Glenn A Knight

Glenn A Knight
In my study

Saturday, November 8, 2008

The Republican Future

I just posted here an article by David Drake, author of Hammer's Slammers, Lord of the Isles, and Some Golden Harbor, as well as many other science fiction and fantasy novels. Dave is a terrific writer, and I've known him for many years. But that's not why I posted his reflections on the Republican Party. Dave's writing skills make the article a pleasure to read, but the main reason I wanted to post Dave's piece is that it expresses so well my own feelings, and those of a lot of other former Republicans.

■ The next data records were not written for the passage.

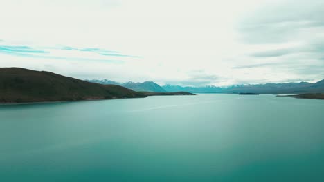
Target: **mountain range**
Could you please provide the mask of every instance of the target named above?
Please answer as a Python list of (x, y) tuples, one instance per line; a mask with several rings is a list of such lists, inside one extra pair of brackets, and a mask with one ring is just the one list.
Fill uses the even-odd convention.
[(96, 83), (103, 85), (120, 85), (129, 89), (132, 89), (136, 92), (167, 92), (162, 87), (156, 84), (153, 81), (145, 81), (143, 83), (134, 83), (132, 81), (126, 83), (118, 83), (114, 81), (110, 81), (107, 79), (103, 80), (85, 80), (89, 82)]
[(239, 93), (255, 92), (259, 94), (304, 94), (324, 92), (324, 80), (317, 83), (308, 82), (234, 85), (229, 87), (208, 85), (204, 87), (183, 87), (177, 85), (160, 86), (152, 81), (143, 83), (127, 82), (120, 83), (109, 80), (90, 80), (88, 81), (101, 84), (116, 84), (135, 91), (155, 92), (188, 92), (192, 93)]

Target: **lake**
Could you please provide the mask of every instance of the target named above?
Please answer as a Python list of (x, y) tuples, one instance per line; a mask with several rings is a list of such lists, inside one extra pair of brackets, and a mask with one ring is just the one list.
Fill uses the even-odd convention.
[(324, 101), (237, 94), (0, 106), (0, 181), (324, 181)]

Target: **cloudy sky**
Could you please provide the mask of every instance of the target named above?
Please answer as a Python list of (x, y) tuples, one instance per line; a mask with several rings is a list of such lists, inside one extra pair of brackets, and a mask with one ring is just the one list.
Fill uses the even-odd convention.
[(323, 0), (0, 1), (0, 67), (195, 86), (324, 79)]

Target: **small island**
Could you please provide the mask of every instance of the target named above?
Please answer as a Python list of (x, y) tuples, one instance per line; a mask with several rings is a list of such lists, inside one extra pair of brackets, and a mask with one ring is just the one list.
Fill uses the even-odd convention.
[(196, 95), (188, 92), (141, 92), (145, 96), (158, 96), (158, 95)]
[(257, 93), (251, 93), (251, 92), (240, 92), (239, 93), (240, 95), (258, 95), (259, 94)]
[(298, 94), (296, 96), (296, 98), (311, 99), (324, 99), (324, 93)]

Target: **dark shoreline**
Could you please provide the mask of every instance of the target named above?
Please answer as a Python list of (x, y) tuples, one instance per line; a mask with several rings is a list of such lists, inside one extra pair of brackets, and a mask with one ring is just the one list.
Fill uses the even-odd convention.
[(146, 98), (150, 96), (182, 96), (182, 95), (196, 95), (195, 94), (179, 92), (145, 92), (145, 97), (125, 97), (125, 98), (112, 98), (112, 99), (88, 99), (82, 100), (71, 100), (71, 101), (30, 101), (30, 102), (0, 102), (0, 106), (1, 105), (28, 105), (28, 104), (42, 104), (42, 103), (69, 103), (69, 102), (84, 102), (84, 101), (107, 101), (107, 100), (118, 100), (118, 99), (142, 99)]
[(276, 97), (293, 97), (296, 99), (323, 100), (324, 93), (276, 95)]

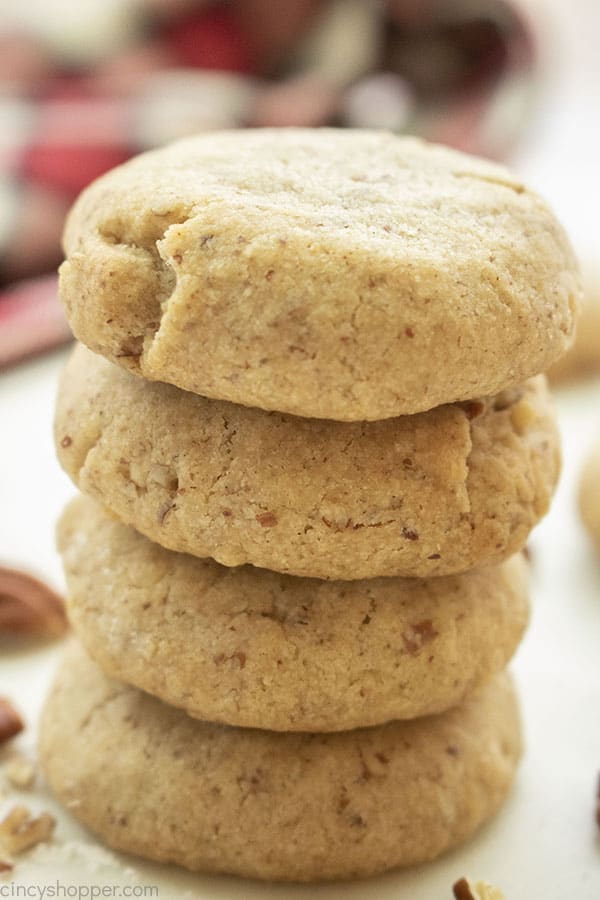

In the movie A River Runs through It, the narrator notes that his father, a Presbyterian minister, used to say that Methodists were Baptists who could read. (By the way, as far as I can tell, the line does not appear in the story on which the movie was based.) For some years now, I have referred to myself as a Republican who can read. This was my way of distinguishing myself from the ignorant, superstitious, anti-intellectuals who have come to dominate the Republican Party.

In the history of American politics, stupidity has not been a monopoly of the Republican Party. In fact, for most of the twentieth century, the center of ignorance and superstition was the Southern Democratic party. The Democrats, after all, nominated William Jennings Bryan for President, and were represented in Congress by such paragons as Theodore Bilbo, Huey Long, and James Eastland. It was the movement of white southern Democrats to the Republican party in the wake of the civil rights revolution that transformed the GOP into the party of medieval superstition. Oddly enough, it was Richard Nixon, that most intellectual of Republican Presidents, who decided to exploit the disaffection of southerners from the Democratic Party.

In the wake of Barack Obama's victory, the Republican Party has some serious decisions to make. The GOP may be on the path to permanent minority and irrelevance trodden by the Federalists and the Whigs. Avoiding that dead end road will require good decisions - decisions of a quality we can't expect from Sarah Palin and her ilk.